Ligand-selective Modulation of the Permeability Transition Pore by Arginine Modification: OPPOSING EFFECTS OF p-HYDROXYPHENYLGLYOXAL AND PHENYLGLYOXAL

Chemical modification of mitochondria with the arginine-specific reagents phenylglyoxal (PGO) and 2,3-butanedione (BAD) decreases the Ca2+ sensitivity of the permeability transition pore (PTP) and stabilizes it in the closed conformation (Eriksson, O., Fontaine, E., and Bernardi, P. (1998) J Biof,. Chem. 273,12669-12674). Unexpectedly, modification of mitochondria with the arginine-specific reagent p-hydroxyphenylglyoxal (OH- PGO) resulted instead in PTP opening. Sequential modification with OH-PGO and PGO (or BAD) revealed that the effects on the PTP depended on the order of the additions. PTP opening was observed when OH-PGO preceded, and PTP closing was observed when OH-PGO followed, the addition of PGO (or BAD).

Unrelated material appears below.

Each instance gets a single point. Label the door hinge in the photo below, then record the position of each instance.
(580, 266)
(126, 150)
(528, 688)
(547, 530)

The differential effects of OH-PGO and PGO on the PTP open probability (i) were not modified by the conformation-specific ligands of the adenine nucleotide translocase bongkrekate and atractylate; and (ii) were also observed in deenergized mitochondria, indicating that the effect is exerted directly on the PTP. OH-PGO dramatically sensitized PTP opening, which was triggered by depolarization even in the presence of EGTA. These data show that arginine modification modulates the PTP conformation in a ligand-selective fashion and suggest that the effects of OH-PGO, PGO, and BAD are mediated by the same arginine residues. We analyzed the structure of the arginine adducts by matrix-assisted laser desorption ionization and time-of-flight mass spectrometry using a test peptide and N-acetylarginine. The results indicate that both OH-PGO and PGO react with arginine at a stoichiometry of 2:1 and form stable adducts that may be feasible to identify the PTP at the molecular level.